Historic house in Michigan, United States

The Charles T. Mitchell House is a private house located at 118 North Shelby Street in Cadillac, Michigan, USA. It was designated a Michigan State Historic Site in 1987 and listed on the National Register of Historic Places in 1986.

==History==
George A. Mitchell, a brother to Congressman William Mitchell of Indiana, arrived in the Cadillac area in 1869, exploring the proposed route of the Grand Rapids and Indiana Railroad. He was particularly interested in the area near Clam Lake (now Lake Cadillac). In 1871, he returned to the area and platted a village on the shore of the lake, and by January 1872 the village already had 300 inhabitants. Mitchell was able to induce many influential businessmen and lumbermen to settle in his new community, including his nephew William W. Mitchell.

In 1874, George Mitchell built this house in the Second Empire style, including ornate carved woodwork inside and a mansard roof outside. He lived here until 1878, when his business partner, Wellington W. Cummer, purchased it. Cummer lived in the house until 1922.

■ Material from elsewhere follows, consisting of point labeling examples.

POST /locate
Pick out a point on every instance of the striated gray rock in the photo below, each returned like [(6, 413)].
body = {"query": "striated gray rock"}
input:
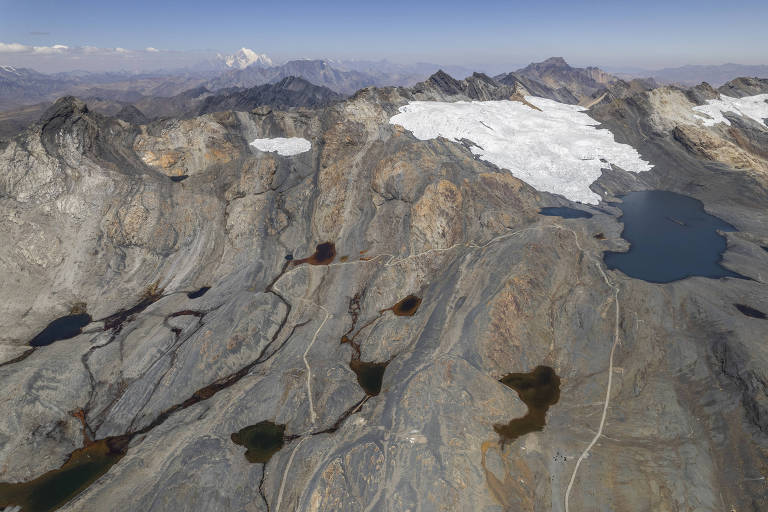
[(94, 223), (288, 92)]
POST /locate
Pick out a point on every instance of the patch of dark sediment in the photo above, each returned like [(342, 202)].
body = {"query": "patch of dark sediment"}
[(261, 440), (538, 389), (62, 328), (369, 375), (406, 307), (55, 488), (198, 293), (114, 322), (323, 255), (750, 311)]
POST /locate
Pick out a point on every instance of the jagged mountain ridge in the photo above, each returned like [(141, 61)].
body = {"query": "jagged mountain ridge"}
[(96, 223)]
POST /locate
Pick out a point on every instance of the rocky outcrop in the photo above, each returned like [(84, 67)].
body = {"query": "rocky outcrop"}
[(556, 74), (287, 93), (164, 376)]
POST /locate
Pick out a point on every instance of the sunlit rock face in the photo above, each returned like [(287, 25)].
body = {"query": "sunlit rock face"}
[(223, 302)]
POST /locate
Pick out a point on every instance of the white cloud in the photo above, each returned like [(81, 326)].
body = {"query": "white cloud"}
[(23, 48), (19, 48)]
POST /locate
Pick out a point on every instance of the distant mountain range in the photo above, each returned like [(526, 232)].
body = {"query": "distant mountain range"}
[(244, 58), (246, 80), (694, 75)]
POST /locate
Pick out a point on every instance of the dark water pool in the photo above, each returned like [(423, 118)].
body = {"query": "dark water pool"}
[(53, 489), (564, 212), (538, 389), (671, 238), (262, 440), (61, 329), (369, 375)]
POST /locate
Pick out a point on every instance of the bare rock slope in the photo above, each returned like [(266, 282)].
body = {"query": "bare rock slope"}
[(257, 289)]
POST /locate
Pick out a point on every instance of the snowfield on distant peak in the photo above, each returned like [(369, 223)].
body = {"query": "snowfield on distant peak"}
[(754, 107), (555, 149), (283, 146)]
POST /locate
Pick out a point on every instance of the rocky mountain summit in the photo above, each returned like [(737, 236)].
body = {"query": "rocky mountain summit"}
[(373, 321)]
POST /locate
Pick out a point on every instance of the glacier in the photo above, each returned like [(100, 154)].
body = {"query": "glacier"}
[(283, 146), (554, 147), (753, 107)]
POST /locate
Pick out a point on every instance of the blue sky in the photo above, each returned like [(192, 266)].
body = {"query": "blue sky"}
[(641, 34)]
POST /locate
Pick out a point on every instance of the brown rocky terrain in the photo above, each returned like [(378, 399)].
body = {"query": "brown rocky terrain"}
[(661, 397)]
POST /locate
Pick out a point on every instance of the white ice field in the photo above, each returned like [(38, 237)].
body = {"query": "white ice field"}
[(283, 146), (556, 149), (754, 107)]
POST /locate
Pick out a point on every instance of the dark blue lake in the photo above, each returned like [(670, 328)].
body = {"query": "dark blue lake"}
[(672, 238)]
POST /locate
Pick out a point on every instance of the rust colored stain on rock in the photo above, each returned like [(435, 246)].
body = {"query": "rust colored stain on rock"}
[(538, 389), (323, 255)]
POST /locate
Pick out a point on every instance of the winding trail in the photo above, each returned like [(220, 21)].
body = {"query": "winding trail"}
[(392, 260), (606, 404)]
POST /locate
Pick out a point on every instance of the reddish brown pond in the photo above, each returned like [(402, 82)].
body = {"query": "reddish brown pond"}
[(407, 307), (538, 389)]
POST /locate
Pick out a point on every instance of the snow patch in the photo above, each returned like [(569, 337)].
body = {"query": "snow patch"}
[(555, 149), (754, 107), (246, 57), (283, 146)]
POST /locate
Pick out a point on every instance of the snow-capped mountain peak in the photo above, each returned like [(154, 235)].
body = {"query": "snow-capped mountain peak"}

George Mitchell's nephew William Mitchell went on to form, with partner Jonathan W. Cobbs, the firm of Cobbs & Mitchell, which was among the largest lumbering firms in Michigan; he also formed Mitchell Brothers. In 1876, William Mitchell married Ella Yost; the couple had two children, Charles T. Mitchell and Marie Mitchell. As the 20th century dawned, Charles T. Mitchell began looking after William Mitchell's affairs, and when William died in 1915, Charles was able to step in as president of the companies formerly headed by his father.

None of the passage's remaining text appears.